医薬品や医療機器、再生医療の実用化に向けた研究開発を国策で進める健康医療戦略推進法案など2法案の参考人質疑が15日の参院内閣委員会で行われました。
兵庫県保険医協会の武村義人副理事長は、公立病院が臨床研究に動員されるとし、「医師不足や医療費抑制政策で疲弊する地域医療をさらに疲弊させ、地域の患者に多大な犠牲を強いる可能性がある」と警鐘を鳴らしました。
武村氏は、法案を先取りする神戸市が研究開発のために中央市民病院の病床を約200床も減らした上で不便な郊外に移転・集約してきた現状を紹介し、「一般の患者さんの利便性の低下、地域の救急などが犠牲になっている」と批判しました。

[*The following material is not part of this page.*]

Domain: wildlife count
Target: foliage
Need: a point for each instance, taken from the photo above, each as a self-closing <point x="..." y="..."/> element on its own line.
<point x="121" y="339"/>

法案は“経済成長に資する”“最高水準の医療提供”を強調しています。神戸市の先行事例が地域医療にどう貢献しているかを質問した日本共産党の田村智子議員に、武村氏は「デメリットの方が大きい」と答えました。
同法案は基礎研究を弱めかねず、自治医科大学の永井良三学長は「基礎研究は極めて重要だ。基礎研究なくして実用化はあり得ない」と指摘。名古屋大学の濱口道成学長は、国からの運営費交付金の削減が続いていることについて「現場は疲弊している。人件費で手いっぱい。危機的な問題だ」と述べました。